Deborah, age 42, Florida
Yes, Deborah, it is. Many lawyers require an up-front retainer. $5,000 is neither outrageous nor uncommon. Look, if your case settles quickly, you could spend less than that. (Hopefully your lawyer will refund anything you don’t spend.) But I wouldn’t expect it. One study on Nolo found that the average divorce costs $15,500. And if you don’t settle and go trial, you could be looking at $50,000 - $100,000 or more. I’ve seen cases where the fees ran well in excess of a million dollars! Before you freak out completely, that’s far from the norm. Just like 3 ½ years is far from the norm.
I want you to understand that cheaper is not usually better. There are billboard lawyers who will handle your divorce for $500. I say run away as fast as you can. I mean these people no disrespect, but you get what you pay for. A really good divorce lawyer is worth his weight in gold.
If you don’t have $5,000 - much less $50,000 - lying around, you’ll have to get creative. If you have generous family members or friends, by all means accept their generosity with a huge thank you (and later on buy them a nice bottle of bubbly). If not, you can look at borrowing on credit cards or a home equity line of credit, or borrowing against or withdrawing from your 401k. Just be careful with the latter, because you’ll need to set aside enough from what you take out to cover both penalties and income taxes on the withdrawal. If none of those are options for you, you can ask the judge to require your spouse to pay your legal fees. Ask your lawyer the likelihood of this happening, as whether to award fees is usually in the judge’s discretion.
3. Can I stop this from happening?
“I still love my husband and don’t want a divorce. But he won’t even go to counseling. Can I stop him from getting a divorce?” - Angie, age 47, Houston, TX
Oh friend, my heart is hurting if you’re asking this one. It hurts because it’s awful to want to stay married to someone who’s telling you he doesn’t want to stay married to you. And it hurts because the answer I have to give you . . . is no. No, you can’t stop your spouse from divorcing you, if he’s dead set on it happening.
If you believe your marriage is savable, then do everything you can. Ask him to commit to counseling for 6 months before filing. Better yet, ask him to go on a marriage retreat. Winshape has what they call marriage “intensives.” https://marriage.winshape.org/intensives My close friend’s husband told her he would give her the divorce she wanted, but only if she went on this 4-day retreat with him first. That was 3 years ago, and they’re happily-ish still married. If you think there’s a chance, do the work you need to do on yourself, and on your marriage. It may not be too late.
But if despite your best efforts he refuses to go to counseling, or goes but won’t do one thing the therapist recommends, then you’re going to have to face reality.

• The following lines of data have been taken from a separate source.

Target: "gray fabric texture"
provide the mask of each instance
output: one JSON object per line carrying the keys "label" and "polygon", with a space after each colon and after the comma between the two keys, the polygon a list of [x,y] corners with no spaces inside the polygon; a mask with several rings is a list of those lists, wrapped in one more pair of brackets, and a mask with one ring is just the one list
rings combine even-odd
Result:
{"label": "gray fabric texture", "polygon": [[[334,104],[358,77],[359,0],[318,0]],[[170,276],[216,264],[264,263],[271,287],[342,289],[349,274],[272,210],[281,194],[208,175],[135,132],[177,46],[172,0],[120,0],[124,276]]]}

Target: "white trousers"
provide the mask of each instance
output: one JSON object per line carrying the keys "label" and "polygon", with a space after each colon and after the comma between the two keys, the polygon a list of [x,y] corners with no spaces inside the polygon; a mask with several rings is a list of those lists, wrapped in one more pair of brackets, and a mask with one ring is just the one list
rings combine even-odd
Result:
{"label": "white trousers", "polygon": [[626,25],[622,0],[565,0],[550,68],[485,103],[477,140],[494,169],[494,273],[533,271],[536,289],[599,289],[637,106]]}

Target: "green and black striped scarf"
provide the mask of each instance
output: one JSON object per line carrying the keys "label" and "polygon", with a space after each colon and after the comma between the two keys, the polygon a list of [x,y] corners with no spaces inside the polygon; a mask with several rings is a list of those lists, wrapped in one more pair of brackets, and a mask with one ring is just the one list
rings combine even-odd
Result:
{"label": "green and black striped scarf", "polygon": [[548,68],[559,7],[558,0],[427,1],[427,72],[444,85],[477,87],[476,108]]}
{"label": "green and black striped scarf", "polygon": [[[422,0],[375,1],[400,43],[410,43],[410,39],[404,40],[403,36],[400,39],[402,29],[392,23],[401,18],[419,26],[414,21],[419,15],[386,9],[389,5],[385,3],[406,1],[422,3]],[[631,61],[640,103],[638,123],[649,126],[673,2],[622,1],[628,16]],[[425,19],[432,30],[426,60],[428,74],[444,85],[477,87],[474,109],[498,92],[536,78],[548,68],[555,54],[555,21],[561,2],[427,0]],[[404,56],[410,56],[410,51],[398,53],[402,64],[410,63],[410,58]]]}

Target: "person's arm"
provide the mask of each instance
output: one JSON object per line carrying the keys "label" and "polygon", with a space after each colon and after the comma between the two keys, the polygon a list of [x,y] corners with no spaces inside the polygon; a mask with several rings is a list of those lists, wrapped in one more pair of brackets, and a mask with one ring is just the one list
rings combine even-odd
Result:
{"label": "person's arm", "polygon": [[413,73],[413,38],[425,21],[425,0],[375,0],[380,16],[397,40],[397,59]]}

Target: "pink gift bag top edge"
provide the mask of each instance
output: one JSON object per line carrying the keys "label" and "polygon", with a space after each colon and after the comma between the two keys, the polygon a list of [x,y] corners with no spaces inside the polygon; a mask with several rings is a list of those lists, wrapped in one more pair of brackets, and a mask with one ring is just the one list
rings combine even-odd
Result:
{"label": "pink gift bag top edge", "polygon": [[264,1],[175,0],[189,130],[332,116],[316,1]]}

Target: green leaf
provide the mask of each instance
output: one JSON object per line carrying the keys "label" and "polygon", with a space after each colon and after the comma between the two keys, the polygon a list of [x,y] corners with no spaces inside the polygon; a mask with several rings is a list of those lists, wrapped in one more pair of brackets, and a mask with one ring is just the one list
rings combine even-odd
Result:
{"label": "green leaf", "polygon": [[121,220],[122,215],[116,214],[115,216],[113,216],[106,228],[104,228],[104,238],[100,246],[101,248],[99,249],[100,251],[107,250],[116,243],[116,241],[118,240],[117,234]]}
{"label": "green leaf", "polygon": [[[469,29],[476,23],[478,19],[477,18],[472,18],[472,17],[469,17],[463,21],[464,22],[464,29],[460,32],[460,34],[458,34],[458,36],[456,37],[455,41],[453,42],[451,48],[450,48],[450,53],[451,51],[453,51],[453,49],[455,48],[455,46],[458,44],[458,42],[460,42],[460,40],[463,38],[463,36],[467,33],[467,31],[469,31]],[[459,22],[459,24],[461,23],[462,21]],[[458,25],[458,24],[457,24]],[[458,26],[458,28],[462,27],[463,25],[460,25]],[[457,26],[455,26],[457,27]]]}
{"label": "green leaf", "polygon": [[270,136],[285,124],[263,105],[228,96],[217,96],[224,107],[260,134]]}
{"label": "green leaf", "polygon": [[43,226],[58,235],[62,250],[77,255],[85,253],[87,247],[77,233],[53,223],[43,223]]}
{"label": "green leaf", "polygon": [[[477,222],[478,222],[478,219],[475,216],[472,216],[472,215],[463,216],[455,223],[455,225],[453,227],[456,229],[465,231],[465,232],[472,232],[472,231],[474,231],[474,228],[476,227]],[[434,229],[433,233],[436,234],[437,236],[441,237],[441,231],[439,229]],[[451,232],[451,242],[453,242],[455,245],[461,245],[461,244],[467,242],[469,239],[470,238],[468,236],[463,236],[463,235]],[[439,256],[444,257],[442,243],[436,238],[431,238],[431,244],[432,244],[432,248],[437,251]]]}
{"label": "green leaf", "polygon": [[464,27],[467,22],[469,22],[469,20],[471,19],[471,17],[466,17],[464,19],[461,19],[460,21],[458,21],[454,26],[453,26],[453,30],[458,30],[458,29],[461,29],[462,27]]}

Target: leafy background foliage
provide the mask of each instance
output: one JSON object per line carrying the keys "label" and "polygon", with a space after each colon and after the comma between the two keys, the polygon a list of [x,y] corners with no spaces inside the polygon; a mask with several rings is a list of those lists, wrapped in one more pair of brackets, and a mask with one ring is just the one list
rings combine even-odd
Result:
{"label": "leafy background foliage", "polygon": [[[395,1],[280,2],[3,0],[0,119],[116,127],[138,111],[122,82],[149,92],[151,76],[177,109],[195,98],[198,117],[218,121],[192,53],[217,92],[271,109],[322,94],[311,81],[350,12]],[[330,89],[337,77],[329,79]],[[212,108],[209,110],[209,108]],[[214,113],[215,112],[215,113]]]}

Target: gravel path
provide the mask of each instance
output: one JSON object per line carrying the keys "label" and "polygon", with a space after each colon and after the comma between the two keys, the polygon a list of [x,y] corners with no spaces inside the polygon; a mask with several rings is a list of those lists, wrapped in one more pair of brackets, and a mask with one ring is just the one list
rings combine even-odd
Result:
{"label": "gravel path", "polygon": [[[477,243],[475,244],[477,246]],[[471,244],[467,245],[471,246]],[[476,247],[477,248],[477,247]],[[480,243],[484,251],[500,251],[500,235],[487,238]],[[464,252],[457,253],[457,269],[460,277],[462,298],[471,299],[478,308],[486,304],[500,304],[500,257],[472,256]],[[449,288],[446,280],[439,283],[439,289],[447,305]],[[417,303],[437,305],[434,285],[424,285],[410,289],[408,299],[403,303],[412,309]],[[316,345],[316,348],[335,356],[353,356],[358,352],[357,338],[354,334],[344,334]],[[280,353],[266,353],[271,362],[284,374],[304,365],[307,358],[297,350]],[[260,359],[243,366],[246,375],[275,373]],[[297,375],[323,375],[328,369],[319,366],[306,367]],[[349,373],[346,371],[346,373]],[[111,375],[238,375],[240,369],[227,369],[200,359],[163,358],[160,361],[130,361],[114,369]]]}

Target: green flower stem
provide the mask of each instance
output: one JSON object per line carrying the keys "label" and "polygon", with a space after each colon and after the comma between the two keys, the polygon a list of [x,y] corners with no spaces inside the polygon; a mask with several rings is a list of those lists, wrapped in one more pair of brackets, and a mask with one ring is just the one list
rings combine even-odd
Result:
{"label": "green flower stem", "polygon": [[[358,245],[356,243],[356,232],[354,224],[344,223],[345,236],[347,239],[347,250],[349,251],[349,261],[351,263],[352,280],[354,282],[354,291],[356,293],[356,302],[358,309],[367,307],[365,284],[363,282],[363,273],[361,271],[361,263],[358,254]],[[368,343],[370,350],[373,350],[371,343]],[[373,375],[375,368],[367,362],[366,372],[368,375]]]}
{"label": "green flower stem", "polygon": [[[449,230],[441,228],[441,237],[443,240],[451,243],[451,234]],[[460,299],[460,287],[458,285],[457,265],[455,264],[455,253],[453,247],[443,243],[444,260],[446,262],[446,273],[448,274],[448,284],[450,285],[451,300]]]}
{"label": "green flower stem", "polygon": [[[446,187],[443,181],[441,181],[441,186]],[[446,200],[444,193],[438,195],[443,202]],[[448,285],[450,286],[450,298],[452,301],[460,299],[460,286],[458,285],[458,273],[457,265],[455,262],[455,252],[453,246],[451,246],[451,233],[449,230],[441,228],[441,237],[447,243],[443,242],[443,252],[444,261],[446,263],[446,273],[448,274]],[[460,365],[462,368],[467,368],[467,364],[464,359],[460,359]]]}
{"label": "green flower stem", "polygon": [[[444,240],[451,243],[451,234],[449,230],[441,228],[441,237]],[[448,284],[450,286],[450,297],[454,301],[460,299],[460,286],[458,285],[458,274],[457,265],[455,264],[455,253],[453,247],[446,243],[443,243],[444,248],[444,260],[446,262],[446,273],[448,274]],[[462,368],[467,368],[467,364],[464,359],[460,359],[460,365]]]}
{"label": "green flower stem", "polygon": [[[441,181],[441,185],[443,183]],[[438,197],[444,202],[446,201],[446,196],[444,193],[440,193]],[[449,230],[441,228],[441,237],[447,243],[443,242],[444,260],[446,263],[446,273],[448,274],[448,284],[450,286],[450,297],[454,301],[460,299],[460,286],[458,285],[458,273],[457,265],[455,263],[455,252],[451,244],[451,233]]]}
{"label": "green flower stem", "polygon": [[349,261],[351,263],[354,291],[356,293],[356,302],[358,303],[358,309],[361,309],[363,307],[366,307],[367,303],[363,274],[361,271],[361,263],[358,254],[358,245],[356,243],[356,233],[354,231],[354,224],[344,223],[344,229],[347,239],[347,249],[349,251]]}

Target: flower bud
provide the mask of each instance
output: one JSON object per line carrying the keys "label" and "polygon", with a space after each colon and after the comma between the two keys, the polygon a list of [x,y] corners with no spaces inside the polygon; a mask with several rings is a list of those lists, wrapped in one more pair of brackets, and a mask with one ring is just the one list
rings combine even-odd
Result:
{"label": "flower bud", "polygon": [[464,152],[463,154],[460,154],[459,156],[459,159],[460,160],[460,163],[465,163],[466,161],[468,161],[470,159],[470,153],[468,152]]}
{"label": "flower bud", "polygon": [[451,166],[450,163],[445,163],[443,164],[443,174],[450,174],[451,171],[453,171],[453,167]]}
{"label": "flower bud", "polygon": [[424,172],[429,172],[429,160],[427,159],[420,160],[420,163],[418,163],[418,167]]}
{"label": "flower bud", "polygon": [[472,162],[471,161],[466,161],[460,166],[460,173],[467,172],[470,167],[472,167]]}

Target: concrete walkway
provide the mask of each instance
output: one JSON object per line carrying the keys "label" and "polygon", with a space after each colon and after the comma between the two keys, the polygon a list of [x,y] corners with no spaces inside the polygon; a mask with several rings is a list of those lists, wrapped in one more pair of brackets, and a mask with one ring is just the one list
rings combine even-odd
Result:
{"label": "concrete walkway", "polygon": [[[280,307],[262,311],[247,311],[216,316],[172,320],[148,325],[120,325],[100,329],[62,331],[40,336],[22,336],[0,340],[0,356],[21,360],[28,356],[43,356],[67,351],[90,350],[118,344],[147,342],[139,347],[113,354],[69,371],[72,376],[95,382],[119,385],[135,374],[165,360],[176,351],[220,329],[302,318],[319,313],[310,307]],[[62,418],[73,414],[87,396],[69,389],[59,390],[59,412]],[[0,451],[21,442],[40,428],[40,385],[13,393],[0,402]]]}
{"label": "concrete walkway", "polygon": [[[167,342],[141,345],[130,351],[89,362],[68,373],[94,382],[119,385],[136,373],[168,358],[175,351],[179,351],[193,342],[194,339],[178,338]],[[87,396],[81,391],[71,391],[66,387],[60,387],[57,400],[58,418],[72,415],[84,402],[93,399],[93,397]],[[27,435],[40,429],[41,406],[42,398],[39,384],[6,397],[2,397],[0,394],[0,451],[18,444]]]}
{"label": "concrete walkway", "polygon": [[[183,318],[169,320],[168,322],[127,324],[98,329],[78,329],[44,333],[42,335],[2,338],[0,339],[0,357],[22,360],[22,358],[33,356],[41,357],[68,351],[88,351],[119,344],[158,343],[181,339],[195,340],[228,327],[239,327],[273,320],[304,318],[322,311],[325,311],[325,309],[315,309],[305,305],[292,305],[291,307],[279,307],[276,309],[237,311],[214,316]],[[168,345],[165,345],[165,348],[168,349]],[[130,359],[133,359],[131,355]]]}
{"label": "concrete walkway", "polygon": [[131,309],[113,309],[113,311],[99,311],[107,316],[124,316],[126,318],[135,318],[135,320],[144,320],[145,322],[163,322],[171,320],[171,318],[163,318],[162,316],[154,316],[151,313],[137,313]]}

All states now have some version of a no-fault divorce, meaning your spouse can get a divorce if he tells the court it’s over. Eventually. You can slow it down, you can refuse to be rushed, and you can - and should - take your time to make smart decisions. Remember, your divorce will be finalized when both of you are ready for it to be (See question #1 above). So, while you can’t prevent a divorce if it’s what your spouse wants, you absolutely can take some control over the process and how you deal with it.
Now girl, I know you have many more questions. Every week here at Divorce in Good Company we’re adding meaningful content to help you find answers, stay positive, and be good to yourself. I hope this information helps you even the teensiest tiniest bit.
Stay strong my friend. I promise you, you’re in good company.
*Remember that these are general answers to common questions.While the answers will apply most of the time, they’re not set in stone. If you think your situation is different, ask your lawyer for guidance.